Franck Azéma, c’est une défaite très cruelle. Quel est le sentiment qui prédomine ? Oui, c'est cruel car je pense qu'on a eu un bon match de rugby entre deux équipes qui ont produit du jeu. J'ai trouvé l'arbitrage à la hauteur. Mais toutes les décisions vidéo, je ne les comprends pas. Les trois décisions sont en notre défaveur. Le deuxième essai du Racing, rien ne montre qu’ils ont marqué. Notre essai (celui de Wesley Fofana en première mi-temps, ndlr) est refusé... Quand je vois toutes ces petites fautes et que ce genre de match ne se joue à rien, sur des petits détails que l'on peaufine tout au long de la saison, quand je vois que c’est aléatoire, je suis déçu mais surtout en colère. Il me tarde de revoir tout ça et j'espère qu'ils (les arbitres, ndlr) ont vu juste. Avez-vous parlé avec les arbitres ? Non. Je ne peux pas reprocher grand-chose à mes joueurs ce soir (vendredi soir, ndlr). Je ne vais pas me cacher derrière ça (les fautes d’arbitrages, ndlr). On bosse 11 mois pour arriver à quelque chose de précis et de juste, mais il faudrait que cela soit pareil à tous les niveaux. Cette défaite se joue sur des détails... On a beau se dire que le sport de haut niveau c’est dur, c’est la compétition. A chaud, c’est compliqué. Peut-être que je me trompe mais sur l’écran géant, ces faits de jeu ne me paraissent pas aussi clairs que ça.

Franck Azéma : « J’aurais préféré que l’on mène tout au long de la rencontre »

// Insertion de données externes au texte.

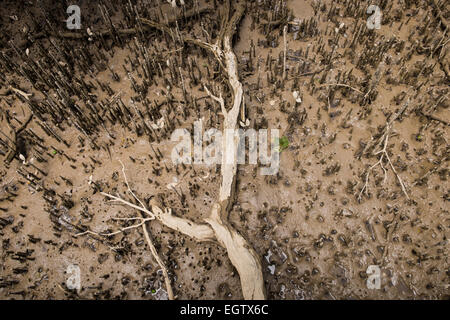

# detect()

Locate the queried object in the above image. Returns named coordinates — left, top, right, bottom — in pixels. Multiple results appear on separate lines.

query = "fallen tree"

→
left=83, top=0, right=266, bottom=299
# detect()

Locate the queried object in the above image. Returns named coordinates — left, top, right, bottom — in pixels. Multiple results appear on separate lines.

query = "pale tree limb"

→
left=358, top=122, right=410, bottom=202
left=127, top=0, right=265, bottom=299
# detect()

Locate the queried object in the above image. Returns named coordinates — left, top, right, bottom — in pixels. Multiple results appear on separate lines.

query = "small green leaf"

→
left=278, top=136, right=289, bottom=153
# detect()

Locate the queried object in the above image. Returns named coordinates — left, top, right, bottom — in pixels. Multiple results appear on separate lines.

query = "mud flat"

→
left=0, top=0, right=450, bottom=299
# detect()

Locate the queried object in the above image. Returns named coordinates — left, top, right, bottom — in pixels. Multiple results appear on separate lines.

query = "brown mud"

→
left=0, top=0, right=450, bottom=299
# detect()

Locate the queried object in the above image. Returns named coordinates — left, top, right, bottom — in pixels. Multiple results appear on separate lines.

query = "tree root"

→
left=112, top=0, right=265, bottom=299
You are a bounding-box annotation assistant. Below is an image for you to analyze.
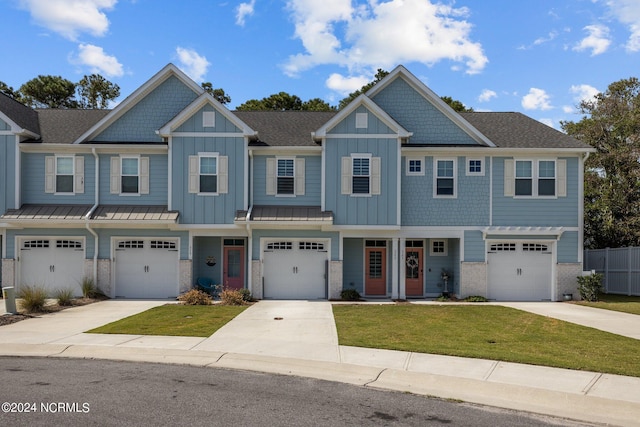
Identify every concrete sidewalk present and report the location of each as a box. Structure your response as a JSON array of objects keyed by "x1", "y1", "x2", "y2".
[{"x1": 0, "y1": 300, "x2": 640, "y2": 426}]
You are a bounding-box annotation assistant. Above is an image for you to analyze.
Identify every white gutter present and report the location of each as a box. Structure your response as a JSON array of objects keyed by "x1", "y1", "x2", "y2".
[{"x1": 84, "y1": 148, "x2": 100, "y2": 286}]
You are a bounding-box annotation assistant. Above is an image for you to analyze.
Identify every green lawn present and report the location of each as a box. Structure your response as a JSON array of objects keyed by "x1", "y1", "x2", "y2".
[
  {"x1": 333, "y1": 305, "x2": 640, "y2": 377},
  {"x1": 576, "y1": 294, "x2": 640, "y2": 315},
  {"x1": 87, "y1": 304, "x2": 247, "y2": 337}
]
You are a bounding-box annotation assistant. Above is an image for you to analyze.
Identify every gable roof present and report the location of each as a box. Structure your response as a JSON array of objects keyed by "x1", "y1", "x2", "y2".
[
  {"x1": 314, "y1": 95, "x2": 412, "y2": 138},
  {"x1": 460, "y1": 112, "x2": 591, "y2": 149},
  {"x1": 159, "y1": 92, "x2": 256, "y2": 136},
  {"x1": 0, "y1": 92, "x2": 40, "y2": 137},
  {"x1": 74, "y1": 64, "x2": 205, "y2": 144},
  {"x1": 365, "y1": 65, "x2": 494, "y2": 147},
  {"x1": 233, "y1": 111, "x2": 336, "y2": 147}
]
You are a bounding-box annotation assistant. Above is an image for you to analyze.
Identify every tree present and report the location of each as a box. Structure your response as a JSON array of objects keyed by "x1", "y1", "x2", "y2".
[
  {"x1": 201, "y1": 82, "x2": 231, "y2": 105},
  {"x1": 19, "y1": 75, "x2": 79, "y2": 108},
  {"x1": 338, "y1": 68, "x2": 389, "y2": 110},
  {"x1": 561, "y1": 77, "x2": 640, "y2": 248},
  {"x1": 77, "y1": 74, "x2": 120, "y2": 109}
]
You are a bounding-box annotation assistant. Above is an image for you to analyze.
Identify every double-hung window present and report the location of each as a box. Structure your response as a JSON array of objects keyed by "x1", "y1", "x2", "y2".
[
  {"x1": 120, "y1": 157, "x2": 140, "y2": 194},
  {"x1": 276, "y1": 159, "x2": 295, "y2": 196},
  {"x1": 199, "y1": 155, "x2": 218, "y2": 193},
  {"x1": 56, "y1": 157, "x2": 74, "y2": 193},
  {"x1": 434, "y1": 159, "x2": 457, "y2": 197},
  {"x1": 351, "y1": 157, "x2": 371, "y2": 194}
]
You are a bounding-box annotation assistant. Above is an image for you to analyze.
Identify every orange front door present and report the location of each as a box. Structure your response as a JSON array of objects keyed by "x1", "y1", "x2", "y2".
[
  {"x1": 404, "y1": 248, "x2": 424, "y2": 297},
  {"x1": 223, "y1": 246, "x2": 244, "y2": 289},
  {"x1": 364, "y1": 248, "x2": 387, "y2": 295}
]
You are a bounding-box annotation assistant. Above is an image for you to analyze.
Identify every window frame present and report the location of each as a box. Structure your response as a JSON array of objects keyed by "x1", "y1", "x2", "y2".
[
  {"x1": 120, "y1": 155, "x2": 142, "y2": 196},
  {"x1": 513, "y1": 158, "x2": 559, "y2": 199},
  {"x1": 197, "y1": 153, "x2": 220, "y2": 196},
  {"x1": 351, "y1": 154, "x2": 372, "y2": 197},
  {"x1": 466, "y1": 157, "x2": 484, "y2": 176},
  {"x1": 405, "y1": 157, "x2": 424, "y2": 176},
  {"x1": 433, "y1": 157, "x2": 458, "y2": 199},
  {"x1": 275, "y1": 157, "x2": 297, "y2": 197},
  {"x1": 53, "y1": 156, "x2": 76, "y2": 194}
]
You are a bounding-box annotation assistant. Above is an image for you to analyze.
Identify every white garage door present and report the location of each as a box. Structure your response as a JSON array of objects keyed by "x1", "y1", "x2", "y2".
[
  {"x1": 18, "y1": 241, "x2": 85, "y2": 296},
  {"x1": 115, "y1": 239, "x2": 180, "y2": 298},
  {"x1": 487, "y1": 242, "x2": 552, "y2": 301},
  {"x1": 262, "y1": 240, "x2": 328, "y2": 299}
]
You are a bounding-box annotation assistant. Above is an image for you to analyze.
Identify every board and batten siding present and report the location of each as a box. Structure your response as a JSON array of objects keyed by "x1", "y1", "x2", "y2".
[
  {"x1": 253, "y1": 155, "x2": 322, "y2": 206},
  {"x1": 171, "y1": 136, "x2": 246, "y2": 224},
  {"x1": 21, "y1": 153, "x2": 96, "y2": 205},
  {"x1": 94, "y1": 76, "x2": 198, "y2": 143},
  {"x1": 492, "y1": 156, "x2": 580, "y2": 227},
  {"x1": 0, "y1": 134, "x2": 16, "y2": 214},
  {"x1": 325, "y1": 138, "x2": 399, "y2": 226},
  {"x1": 373, "y1": 78, "x2": 478, "y2": 145},
  {"x1": 401, "y1": 156, "x2": 491, "y2": 226}
]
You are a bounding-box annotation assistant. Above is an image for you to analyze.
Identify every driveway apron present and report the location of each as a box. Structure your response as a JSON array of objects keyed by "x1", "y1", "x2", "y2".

Quels ont été vos mots dans le vestiaire ? Je n'ai rien dit aux joueurs car je n’ai pas de mot pour les réconforter, c'est suffisamment dur comme cela. Vous avez couru après le score tout au long du match... C’est un match de phases finales. On est revenu et on est passé devant. A deux minutes de la fin, on est six points devant... J’aurais préféré que l’on mène tout au long de la rencontre mais cela n’a pas été le cas. On prend un carton jaune (Viktor Kolelishvili, ndlr) sur un plaquage ou le joueur adverse se baisse. Il n’y a pas carton jaune car il met les bras et il cherche à se baisser mais Luc Ducalcon passe en dessous. Vous abordez pourtant cette prolongation de la meilleure des manières... Qu'est-ce qu'on a mal fait aujourd'hui ? Je ne sais pas. Est-ce qu'on a bien géré le tempo du match ? Oui. Est-ce qu'on a bien défendu ? Oui. Est-ce qu'on s'est envoyé dans le combat ? Oui. On marque des essais et on nous en refuse un. Ça se joue à rien. Qu’allez-vous retenir de cette saison ? Beaucoup de souffrances mais aussi de forces à l’intérieur du groupe. On a eu la capacité de revenir comme dans cette demi-finale. Cela prouve qu’il y a du mental et du caractère. Mais de la souffrance car on a passé des moments difficiles cet hiver et qu’on est amené à en passer d’autres maintenant. C’est dur.